Infraestrutura O Globo situa que um artigo, incluído no texto da Reforma Tributária para atrair o apoio de alguns governadores, permite que os estados criem um novo tributo para substituir fundos locais no financiamento de obras de infraestrutura. Segundo avaliação da Confederação Nacional da Indústria (CNI) e de tributaristas, ao menos 17 estados possuem fundos desse tipo e estariam aptos a criar a nova tributação. Para especialistas, a medida embute o risco de bitributação.
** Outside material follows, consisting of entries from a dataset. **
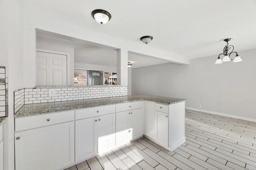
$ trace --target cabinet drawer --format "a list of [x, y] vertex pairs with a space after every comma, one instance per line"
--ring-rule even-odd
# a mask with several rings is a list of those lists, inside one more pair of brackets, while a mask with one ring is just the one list
[[116, 105], [116, 112], [130, 110], [133, 109], [139, 109], [143, 107], [143, 102], [134, 102], [122, 103]]
[[114, 105], [94, 107], [76, 110], [76, 120], [99, 116], [116, 112]]
[[169, 113], [169, 105], [159, 103], [155, 104], [155, 110], [166, 113]]
[[15, 119], [15, 131], [23, 131], [74, 120], [75, 111], [63, 111]]

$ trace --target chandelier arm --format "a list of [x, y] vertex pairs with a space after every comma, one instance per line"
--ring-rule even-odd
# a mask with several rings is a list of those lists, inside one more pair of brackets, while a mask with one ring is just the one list
[[234, 51], [234, 47], [232, 45], [229, 45], [228, 47], [228, 51], [229, 50], [229, 49], [230, 49], [231, 48], [232, 48], [232, 51], [231, 51], [231, 52], [230, 52], [229, 53], [228, 53], [228, 51], [227, 51], [227, 54], [229, 55], [230, 54], [231, 54], [231, 53], [232, 53], [233, 52], [233, 51]]
[[224, 53], [222, 53], [221, 54], [220, 54], [220, 55], [219, 55], [219, 57], [220, 57], [220, 55], [221, 55], [222, 54], [223, 54], [223, 55], [225, 55], [225, 54], [224, 54]]

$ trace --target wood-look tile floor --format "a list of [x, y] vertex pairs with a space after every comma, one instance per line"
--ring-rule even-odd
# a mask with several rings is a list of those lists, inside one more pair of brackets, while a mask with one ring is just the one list
[[256, 170], [256, 122], [186, 110], [186, 136], [172, 152], [143, 137], [67, 170]]

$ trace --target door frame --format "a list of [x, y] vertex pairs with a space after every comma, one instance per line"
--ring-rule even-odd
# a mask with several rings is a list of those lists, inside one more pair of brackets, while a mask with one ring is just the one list
[[[54, 51], [52, 50], [46, 50], [41, 49], [36, 49], [36, 51], [42, 52], [44, 53], [51, 53], [52, 54], [60, 54], [61, 55], [65, 55], [67, 56], [67, 85], [70, 85], [73, 84], [70, 84], [70, 53], [64, 53], [60, 51]], [[74, 82], [74, 80], [73, 80]]]

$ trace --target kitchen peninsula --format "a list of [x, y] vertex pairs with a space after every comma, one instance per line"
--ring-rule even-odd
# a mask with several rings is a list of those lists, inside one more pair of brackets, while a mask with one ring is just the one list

Inflação na meta O Estado de S. Paulo assinala que queda da inflação em ritmo mais rápido do que o previsto nos últimos meses fortaleceu no mercado a avaliação de que há chance de o IPCA ficar abaixo do teto da meta ainda neste ano (de 4,75%). Isso interromperia uma sequência de descumprimento do alvo quem vem desde 2021. A reportagem pontua que, embora esse ainda não seja o cenário-base da maioria das instituições, economistas afirmam que a possibilidade de sucesso no controle de preços entrou no radar do mercado. O centro da meta de inflação que o Banco Central precisa alcançar neste ano é de 3,25%, mas há um intervalo de tolerância de 1,5 ponto porcentual para cima ou para baixo. Carf O Globo noticia que o Ministério da Fazenda, com a intenção de aumentar a arrecadação do governo, incluiu no projeto do Conselho de Administração de Recursos Fiscais (Carf) um trecho que cria mais uma renegociação de dívidas. Na proposta aprovada pela Câmara e enviada ao Senado, devedores inscritos na dívida ativa poderão ganhar um desconto de até 65% e parcelar o pagamento em até 120 meses. Crédito Valor Econômico afirma que as projeções feitas pelos bancos para o mercado de crédito neste ano registraram ligeira piora. É esperada alta de 7,8%, ante 8,1% na edição anterior da Pesquisa Febraban de Economia Bancária e Expectativas. A revisão foi puxada pelo menor crescimento esperado para a carteira livre da pessoa jurídica, que passou de 3,9% para 2,4%.
Na outra ponta, houve nova melhora na expectativa para o desempenho do crédito livre destinado às famílias, revisado de 8,5% para 9,3%, “beneficiado pelo mercado de trabalho aquecido e razoável dinamismo das linhas atreladas ao consumo”. Quanto à inadimplência, a expectativa para a taxa da carteira livre neste ano permaneceu em 4,8%. Assim, os participantes esperam certa estabilidade do indicador até o final do ano.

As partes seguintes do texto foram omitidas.